Nei soggetti con anemia aplastica o altre forme di insufficienza midollare, viene raccomandato di includere lo screening per EPN fin dalla fase diagnostica iniziale, poiché una quota significativa di questi pazienti può presentare cloni PNH di piccole dimensioni non rilevabili clinicamente ma rilevanti per la prognosi.
L’EPN presenta un decorso spesso subdolo: i sintomi, inizialmente vaghi – come affaticamento, anemia o urine scure – sono facilmente confusi con altre condizioni, ritardando la diagnosi. Statistiche internazionali indicano che meno del 40 % dei pazienti ottiene una diagnosi entro 12 mesi dalla comparsa dei sintomi. Circa il 24 % dei casi resta irrisolto per oltre cinque anni, con una media intorno ai 2 anni, dopo aver consultato molti specialisti diversi.
Negli ultimi anni, la gestione terapeutica dell’emoglobinuria parossistica notturna ha subito notevoli miglioramenti. I farmaci inibitori del complemento di prima generazione, quali eculizumab e ravulizumab, hanno dimostrato di incrementare significativamente la sopravvivenza dei pazienti, superando il 96% in alcuni studi, e di ridurre le complicanze trombotiche associate alla malattia.
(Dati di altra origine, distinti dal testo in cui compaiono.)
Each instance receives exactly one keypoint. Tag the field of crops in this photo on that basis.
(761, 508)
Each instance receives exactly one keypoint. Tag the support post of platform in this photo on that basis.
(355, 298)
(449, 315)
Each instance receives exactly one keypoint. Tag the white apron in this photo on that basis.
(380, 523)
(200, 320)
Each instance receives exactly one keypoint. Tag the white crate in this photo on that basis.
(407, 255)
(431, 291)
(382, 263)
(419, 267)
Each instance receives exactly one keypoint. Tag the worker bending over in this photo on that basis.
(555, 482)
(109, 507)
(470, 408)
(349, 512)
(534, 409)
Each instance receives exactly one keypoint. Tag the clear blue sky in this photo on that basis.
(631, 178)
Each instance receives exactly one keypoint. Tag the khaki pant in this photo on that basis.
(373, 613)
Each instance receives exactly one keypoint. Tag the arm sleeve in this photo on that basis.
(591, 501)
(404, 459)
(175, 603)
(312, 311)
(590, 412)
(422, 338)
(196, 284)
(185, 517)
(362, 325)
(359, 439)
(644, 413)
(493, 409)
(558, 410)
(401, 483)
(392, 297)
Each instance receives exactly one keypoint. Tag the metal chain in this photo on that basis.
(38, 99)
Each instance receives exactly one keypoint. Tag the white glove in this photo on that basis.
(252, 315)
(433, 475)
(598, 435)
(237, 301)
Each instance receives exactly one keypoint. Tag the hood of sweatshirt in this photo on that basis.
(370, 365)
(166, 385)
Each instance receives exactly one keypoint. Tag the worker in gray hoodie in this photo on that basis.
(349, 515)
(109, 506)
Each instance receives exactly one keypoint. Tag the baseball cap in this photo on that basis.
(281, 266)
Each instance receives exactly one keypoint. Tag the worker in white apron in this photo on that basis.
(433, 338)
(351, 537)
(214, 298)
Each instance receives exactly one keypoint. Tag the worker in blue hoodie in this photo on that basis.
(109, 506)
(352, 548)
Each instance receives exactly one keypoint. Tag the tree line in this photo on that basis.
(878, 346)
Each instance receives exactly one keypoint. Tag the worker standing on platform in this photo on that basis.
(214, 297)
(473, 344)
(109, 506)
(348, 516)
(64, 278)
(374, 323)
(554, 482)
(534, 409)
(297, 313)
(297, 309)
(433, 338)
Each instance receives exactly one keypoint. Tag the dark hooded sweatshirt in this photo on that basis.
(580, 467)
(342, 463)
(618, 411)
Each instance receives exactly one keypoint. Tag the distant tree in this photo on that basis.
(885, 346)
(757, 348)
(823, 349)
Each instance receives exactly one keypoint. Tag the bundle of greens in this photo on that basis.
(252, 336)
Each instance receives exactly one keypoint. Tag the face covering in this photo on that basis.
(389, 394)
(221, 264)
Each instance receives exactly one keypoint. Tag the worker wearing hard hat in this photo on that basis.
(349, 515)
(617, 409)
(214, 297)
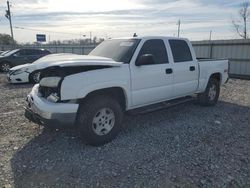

Nonostante ciò, in alcuni casi si osservano ancora episodi di emolisi estravascolare persistente (EVH) o riacutizzazioni emolitiche (BTH) anche in presenza di blocco efficace del complemento a livello di C5. Questo ha portato allo sviluppo di farmaci di seconda generazione, come il pegcetacoplan, che agisce inibendo il componente C3 del complemento. Studi clinici randomizzati hanno evidenziato che pegcetacoplan migliora in maniera significativa il controllo dell’anemia, riducendo la necessità di trasfusioni in oltre l’85% dei pazienti. Nel 2024, l’Agenzia Europea per i Medicinali (EMA) ha approvato l’utilizzo di pegcetacoplan come terapia di prima linea per l’EPN.
Parallelamente, la ricerca si sta orientando verso soluzioni terapeutiche più pratiche e fruibili a domicilio, attraverso farmaci orali come danicopan e iptacopan, che agiscono su differenti fasi della cascata del complemento. Inoltre, crovalimab, un anticorpo monoclonale con formulazione sottocutanea, è stato approvato nel 2024 in diversi paesi tra cui Stati Uniti, Unione Europea, Giappone e Cina, offrendo un’alternativa efficace e più comoda per i pazienti.
L’attività di ricerca prosegue intensamente, con studi che esplorano nuove opzioni terapeutiche per i pazienti che non rispondono adeguatamente a eculizumab. Le revisioni sistematiche attuali includono farmaci come pegcetacoplan, danicopan e iptacopan, con l’obiettivo di sviluppare linee guida cliniche basate su prove solide derivate da trial controllati randomizzati. Questi progressi mirano a garantire una gestione sempre più personalizzata, adattata ai meccanismi patologici specifici di ciascun paziente.